DETAILED ACTION
Notice of AIA Status
The present application, filed on or after March 16, 2013, is being examined under the first inventor to file provisions of the AIA .
Status of the Claims
Claims 1-9 are currently pending and are the subject of this Office Action. This is the first Office Action on the merits of the claims.
Claim Rejections - 35 USC § 103
The following is a quotation of 35 U.S.C. 103 which forms the basis for all obviousness rejections set forth in this Office action:
A patent for a claimed invention may not be obtained, notwithstanding that the claimed invention is not identically disclosed as set forth in section 102, if the differences between the claimed invention and the prior art are such that the claimed invention as a whole would have been obvious before the effective filing date of the claimed invention to a person having ordinary skill in the art to which the claimed invention pertains. Patentability shall not be negated by the manner in which the invention was made.

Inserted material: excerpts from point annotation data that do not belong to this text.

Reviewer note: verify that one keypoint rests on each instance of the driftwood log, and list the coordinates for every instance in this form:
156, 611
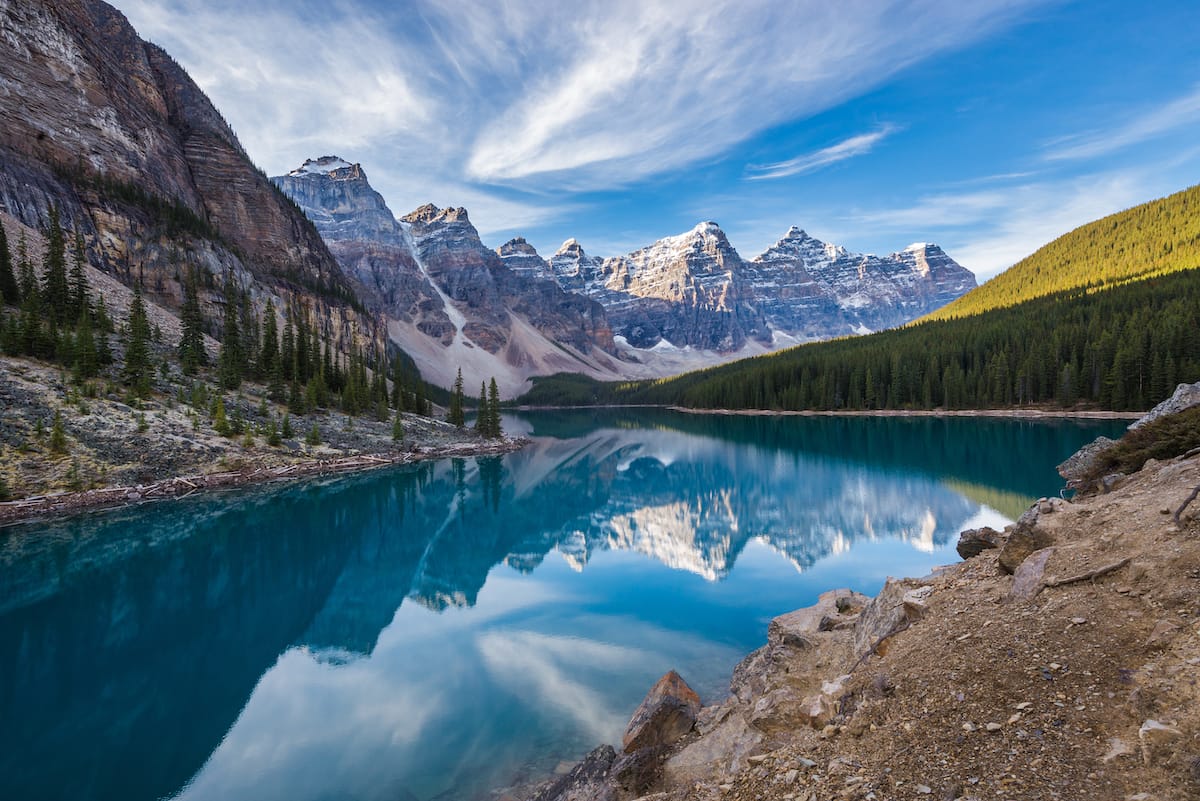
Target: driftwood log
1090, 574
1185, 505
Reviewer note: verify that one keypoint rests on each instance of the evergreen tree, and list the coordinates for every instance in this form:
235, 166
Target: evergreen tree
191, 343
55, 294
455, 414
81, 293
10, 293
288, 349
137, 369
58, 434
269, 359
220, 421
229, 362
493, 410
25, 270
481, 417
249, 338
103, 327
87, 361
397, 385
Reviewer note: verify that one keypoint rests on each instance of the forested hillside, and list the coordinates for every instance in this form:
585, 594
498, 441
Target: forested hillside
1120, 348
1153, 239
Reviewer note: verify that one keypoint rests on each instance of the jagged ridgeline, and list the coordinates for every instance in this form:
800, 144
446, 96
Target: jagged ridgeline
1153, 239
1120, 339
141, 164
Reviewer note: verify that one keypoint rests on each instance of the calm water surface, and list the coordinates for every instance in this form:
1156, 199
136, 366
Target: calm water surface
436, 631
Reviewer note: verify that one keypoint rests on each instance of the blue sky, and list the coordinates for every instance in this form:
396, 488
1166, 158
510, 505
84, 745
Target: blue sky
989, 126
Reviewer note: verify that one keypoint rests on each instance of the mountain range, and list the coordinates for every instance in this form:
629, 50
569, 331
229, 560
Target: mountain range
111, 131
683, 302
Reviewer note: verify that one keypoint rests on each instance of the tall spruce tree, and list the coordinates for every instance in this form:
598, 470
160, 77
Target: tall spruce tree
10, 293
55, 293
191, 343
455, 414
81, 293
481, 417
229, 362
288, 349
493, 410
269, 360
103, 327
25, 275
87, 361
137, 369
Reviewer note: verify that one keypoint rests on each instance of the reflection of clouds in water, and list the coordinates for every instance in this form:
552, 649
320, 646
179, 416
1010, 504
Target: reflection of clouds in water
555, 670
310, 729
694, 501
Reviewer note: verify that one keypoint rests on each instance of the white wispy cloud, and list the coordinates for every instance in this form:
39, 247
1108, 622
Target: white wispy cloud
988, 230
856, 145
1147, 125
589, 95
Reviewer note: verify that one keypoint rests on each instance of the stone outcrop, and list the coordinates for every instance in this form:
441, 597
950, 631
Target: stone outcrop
666, 714
1185, 397
973, 542
1024, 537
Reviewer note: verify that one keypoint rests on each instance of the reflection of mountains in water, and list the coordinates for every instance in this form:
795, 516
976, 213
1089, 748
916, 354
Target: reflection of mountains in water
144, 631
693, 504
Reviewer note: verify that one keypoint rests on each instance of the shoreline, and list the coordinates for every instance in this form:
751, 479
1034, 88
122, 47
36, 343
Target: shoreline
1029, 414
1032, 706
66, 504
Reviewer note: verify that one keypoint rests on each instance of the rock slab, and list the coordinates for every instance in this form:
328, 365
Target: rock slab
667, 712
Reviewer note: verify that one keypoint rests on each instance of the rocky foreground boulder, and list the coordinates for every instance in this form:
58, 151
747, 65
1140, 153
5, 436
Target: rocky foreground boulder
1069, 675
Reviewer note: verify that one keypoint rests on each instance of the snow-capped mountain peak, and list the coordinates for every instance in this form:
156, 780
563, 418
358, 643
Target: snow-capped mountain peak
323, 166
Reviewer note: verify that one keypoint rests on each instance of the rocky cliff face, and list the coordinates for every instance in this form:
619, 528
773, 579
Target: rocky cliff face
112, 131
451, 301
694, 290
813, 289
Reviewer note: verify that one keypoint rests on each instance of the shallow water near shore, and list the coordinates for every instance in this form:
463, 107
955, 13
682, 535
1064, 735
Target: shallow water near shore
447, 628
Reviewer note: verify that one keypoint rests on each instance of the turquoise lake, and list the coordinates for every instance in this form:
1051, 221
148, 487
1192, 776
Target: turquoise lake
442, 630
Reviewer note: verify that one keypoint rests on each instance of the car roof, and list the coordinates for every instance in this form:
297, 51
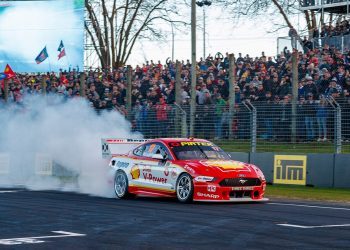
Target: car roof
167, 140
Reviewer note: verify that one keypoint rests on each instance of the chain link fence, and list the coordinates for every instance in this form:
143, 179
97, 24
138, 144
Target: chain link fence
321, 126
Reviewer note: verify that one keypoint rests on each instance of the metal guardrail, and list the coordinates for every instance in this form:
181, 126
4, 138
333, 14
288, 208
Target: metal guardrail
320, 3
321, 126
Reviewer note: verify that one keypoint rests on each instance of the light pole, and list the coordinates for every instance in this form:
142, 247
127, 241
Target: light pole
203, 3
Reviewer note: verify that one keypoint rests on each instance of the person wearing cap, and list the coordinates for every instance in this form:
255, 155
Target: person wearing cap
310, 113
310, 86
321, 115
219, 109
324, 82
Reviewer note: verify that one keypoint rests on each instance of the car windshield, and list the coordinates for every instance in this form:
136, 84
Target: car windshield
197, 151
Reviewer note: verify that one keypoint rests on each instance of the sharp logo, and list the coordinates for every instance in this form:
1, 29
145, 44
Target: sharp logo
290, 169
242, 181
105, 147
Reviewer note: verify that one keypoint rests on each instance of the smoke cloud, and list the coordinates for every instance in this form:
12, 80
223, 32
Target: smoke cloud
68, 132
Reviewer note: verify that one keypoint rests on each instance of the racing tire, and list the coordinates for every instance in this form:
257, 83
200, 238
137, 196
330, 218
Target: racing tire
184, 188
121, 185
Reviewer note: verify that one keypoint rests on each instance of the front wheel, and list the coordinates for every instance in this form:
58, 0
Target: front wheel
184, 188
121, 185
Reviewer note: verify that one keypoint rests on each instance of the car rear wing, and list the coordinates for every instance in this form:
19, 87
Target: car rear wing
106, 142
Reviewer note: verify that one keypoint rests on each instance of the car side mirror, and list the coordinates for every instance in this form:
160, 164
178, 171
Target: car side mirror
158, 157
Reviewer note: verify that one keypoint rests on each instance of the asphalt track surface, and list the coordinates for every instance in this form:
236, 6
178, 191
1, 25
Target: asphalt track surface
36, 219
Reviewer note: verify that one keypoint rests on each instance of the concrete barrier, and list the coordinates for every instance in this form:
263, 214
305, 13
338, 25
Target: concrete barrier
319, 170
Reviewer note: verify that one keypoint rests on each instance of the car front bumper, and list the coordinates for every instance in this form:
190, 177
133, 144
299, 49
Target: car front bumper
216, 193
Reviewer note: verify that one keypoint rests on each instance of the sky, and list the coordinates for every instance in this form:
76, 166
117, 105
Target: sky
26, 27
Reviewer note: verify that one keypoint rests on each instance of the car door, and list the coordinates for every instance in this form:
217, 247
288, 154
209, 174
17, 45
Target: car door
163, 169
153, 173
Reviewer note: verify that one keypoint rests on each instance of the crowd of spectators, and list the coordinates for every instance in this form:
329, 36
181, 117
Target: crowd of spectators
263, 81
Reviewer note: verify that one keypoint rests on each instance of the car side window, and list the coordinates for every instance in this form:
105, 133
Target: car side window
161, 149
139, 150
148, 150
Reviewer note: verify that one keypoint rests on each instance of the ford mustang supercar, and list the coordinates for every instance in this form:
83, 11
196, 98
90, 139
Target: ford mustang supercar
189, 169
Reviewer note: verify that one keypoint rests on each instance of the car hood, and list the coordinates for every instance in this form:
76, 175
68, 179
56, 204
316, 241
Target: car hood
221, 168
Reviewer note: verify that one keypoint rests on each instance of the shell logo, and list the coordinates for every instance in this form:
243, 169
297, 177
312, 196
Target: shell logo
135, 172
224, 165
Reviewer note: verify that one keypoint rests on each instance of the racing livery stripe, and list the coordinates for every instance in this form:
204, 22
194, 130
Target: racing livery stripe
151, 188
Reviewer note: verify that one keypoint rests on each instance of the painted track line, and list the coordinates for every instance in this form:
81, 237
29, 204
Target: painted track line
308, 227
8, 191
309, 206
38, 239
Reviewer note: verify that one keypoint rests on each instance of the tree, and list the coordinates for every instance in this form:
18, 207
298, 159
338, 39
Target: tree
285, 9
115, 26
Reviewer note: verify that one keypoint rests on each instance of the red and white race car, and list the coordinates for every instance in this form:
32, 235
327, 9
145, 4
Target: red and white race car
189, 169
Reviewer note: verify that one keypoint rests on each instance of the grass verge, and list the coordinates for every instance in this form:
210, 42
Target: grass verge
308, 193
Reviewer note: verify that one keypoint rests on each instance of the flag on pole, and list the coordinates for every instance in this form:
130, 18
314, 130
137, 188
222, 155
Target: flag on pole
9, 72
62, 50
42, 56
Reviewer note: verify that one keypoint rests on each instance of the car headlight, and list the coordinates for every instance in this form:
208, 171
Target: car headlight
204, 178
259, 173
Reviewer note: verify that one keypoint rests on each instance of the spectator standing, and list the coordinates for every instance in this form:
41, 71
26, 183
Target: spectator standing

This application currently names joint inventors. In considering patentability of the claims the examiner presumes that the subject matter of the various claims was commonly owned as of the effective filing date of the claimed invention(s) absent any evidence to the contrary. Applicant is advised of the obligation under 37 CFR 1.56 to point out the inventor and effective filing dates of each claim that was not commonly owned as of the effective filing date of the later invention in order for the examiner to consider the applicability of 35 U.S.C. 102(b)(2)(C) for any potential 35 U.S.C. 102(a)(2) prior art against the later invention.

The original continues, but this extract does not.